L’été était vraiment une saison à part. Une saison de changements mais à petite échelle. Loin du renouveau spectaculaire d’un printemps précoce ou même de la mort lente de toute verdure synonyme d’hiver, l’été se contentait de poursuivre les transformations instaurées par la saison précédente, les durs rayons du soleil commençant lentement mais sûrement leur travail de destruction, rendant les champs stériles et dorés. Cela faisait six étés – déjà – passés à Naples, loin de son Nevada natal, où tout n’était que désert jaunâtre à perte de vue. L’habitude avait fait son travail d’éboueur, ôtant les vieux souvenirs qui ne demandaient qu’à être remplacés par de nouveaux, le cœur de Sam pouvait désormais été catalogué comme à quatre-vingt dix-neuf pourcents italien, presque totalement napolitain. Sauf qu’à chaque fois qu’il se regardait dans un miroir, ses traits ne reflétaient que ses origines pourtant aussi diverses que variés, dès qu’il ouvrait la bouche, son satané accent lui rappelait qui il était réellement : un américain qui avait fui sa vie, ses problèmes et sa famille pour plonger dans l’inconnu. Ce qui lui avait réussi, indéniablement. Alors qu’outre Atlantique ne lui restaient plus qu’un père aux abonnés absents et un frère au caractère détestable, il avait trouvé dans la botte européenne des parents, des amis, un foyer dans lequel il se sentait bien. Rien à voir avec la vie à Vegas, il était parvenu à se poser. Lui qui n’avait jamais été qu’un rebelle allergique à l’autorité et à l’école, il avait appris à prendre la vie du bon côté, pesant le pour et le contre de chaque situation, la moindre de ses actions était mûrement réfléchie. Bien entendu, la route avait été longue et sinueuse pour parvenir à un tel résultat, toutefois il pouvait se féliciter d’avoir changé. Et d’avoir laisser les ennuis derrière lui. Tout au moins, les ennuis volontaires.

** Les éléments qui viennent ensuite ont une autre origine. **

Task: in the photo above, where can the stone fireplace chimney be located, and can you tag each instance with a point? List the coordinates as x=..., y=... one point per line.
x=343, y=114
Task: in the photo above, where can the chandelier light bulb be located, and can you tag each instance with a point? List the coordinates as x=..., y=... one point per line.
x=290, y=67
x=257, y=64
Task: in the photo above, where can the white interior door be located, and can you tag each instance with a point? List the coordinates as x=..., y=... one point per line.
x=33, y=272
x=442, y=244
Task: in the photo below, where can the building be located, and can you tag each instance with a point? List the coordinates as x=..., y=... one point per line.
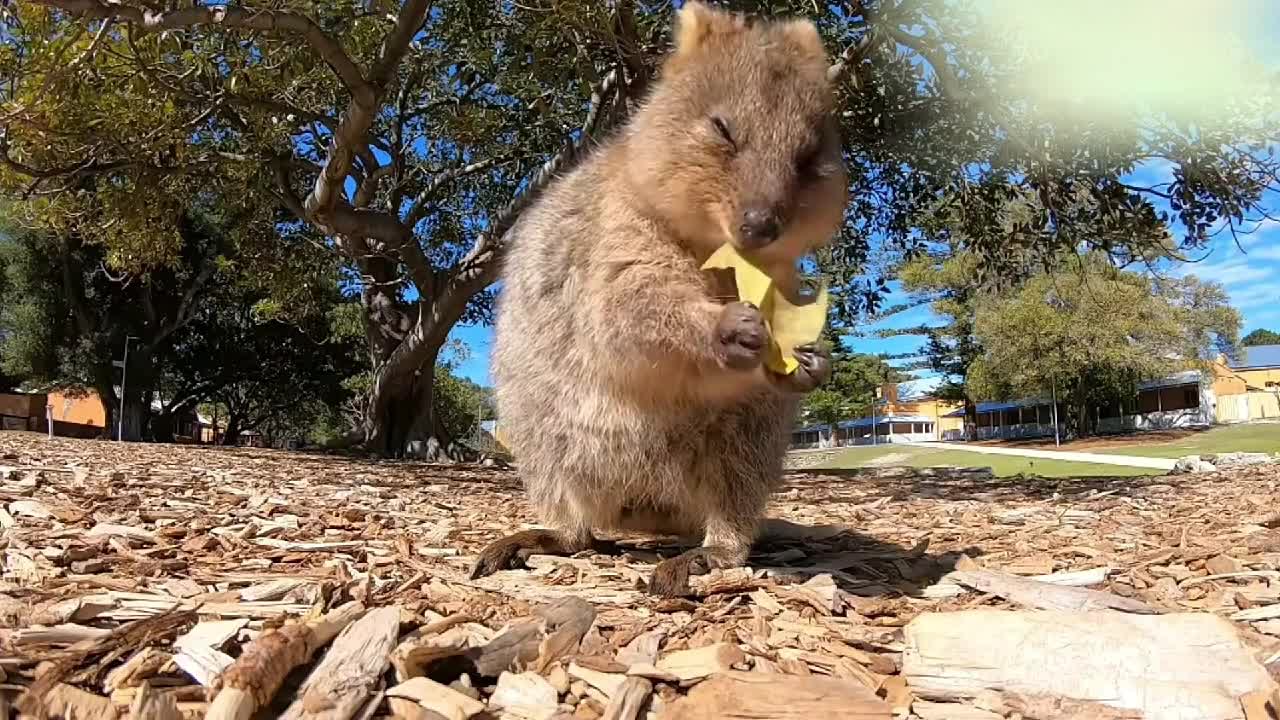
x=1242, y=390
x=913, y=419
x=1248, y=386
x=83, y=415
x=73, y=414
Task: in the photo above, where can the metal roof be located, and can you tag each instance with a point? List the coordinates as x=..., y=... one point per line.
x=867, y=422
x=1187, y=377
x=1256, y=358
x=1000, y=406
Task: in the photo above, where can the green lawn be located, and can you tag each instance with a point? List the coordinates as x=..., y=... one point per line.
x=1233, y=438
x=1002, y=465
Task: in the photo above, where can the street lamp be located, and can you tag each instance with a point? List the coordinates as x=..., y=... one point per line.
x=874, y=402
x=1055, y=302
x=124, y=372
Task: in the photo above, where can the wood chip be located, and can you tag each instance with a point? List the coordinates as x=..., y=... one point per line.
x=126, y=563
x=525, y=696
x=703, y=661
x=629, y=702
x=344, y=679
x=776, y=697
x=437, y=698
x=1046, y=596
x=1123, y=660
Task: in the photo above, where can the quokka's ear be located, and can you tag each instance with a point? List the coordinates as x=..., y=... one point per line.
x=698, y=22
x=804, y=36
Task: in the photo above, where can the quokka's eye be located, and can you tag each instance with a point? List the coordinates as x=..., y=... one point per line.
x=722, y=127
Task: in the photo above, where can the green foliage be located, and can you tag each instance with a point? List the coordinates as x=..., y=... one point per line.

Un mouvement de clé dans l’interrupteur principal du garage et la lumière disparut, plongeant le propriétaire dans le silence et le noir total. Admirant à travers la pénombre le travail de sa vie – qui était encore relativement courte – le jeune homme ne put que sourire face à l’odeur de cambouis si familière qui lui chatouillait les narines ainsi qu’à la réverbération timide des carrosseries métallisées. Il fallait reconnaître que les inventeurs de l’automobile – qui, durant l’enfance de Samuel, avaient tous reçu le doux nom de « Monsieur Voiture » - avaient fait un sacrément bon boulot en découvrant un tel engin. Il en allait de même pour « Monsieur Moto ». Car si Fischer avait changé de mode de vie du tout au tout, il y avait toujours ce dénominateur commun qui lui rappelait qui il était : la mécanique. Il ne sauverait jamais des vies grâce à un talent de neurochirurgiens, il ne défendrait jamais d’innocents en devenant une star du Barreau, pas plus qu’il dédierait son existence tout entière à la défense des baleines à bosse ; lui, il réparait juste des voitures, il savait jouer avec les écrous et le carburant, et il le faisait bien. C’était tout. Mais ça lui suffisait. A partir du moment où il appréciait ce qu’il faisait et recevait la reconnaissance de ses clients. Samuel gratifia le bâtiment vide d’un au revoir qui serait apparu plus que stupide à des yeux non avertis avant de s’assurer pour la énième fois que sa moto était bien en sécurité, propre et à l’abri des courants d’air. Dans un soupir, il se résigna à la laisser après une ultime caresse sur le guidon comme si elle avait été un vrai petit animal de compagnie. Aujourd’hui, il avait pris la décision de profiter de la douceur du soleil crépusculaire, il allait s’y tenir malgré l’effort considérable qui lui en coûtait. Car laisser son bébé, c’était comme courir un marathon nu sur la plage, improbable. Ou presque.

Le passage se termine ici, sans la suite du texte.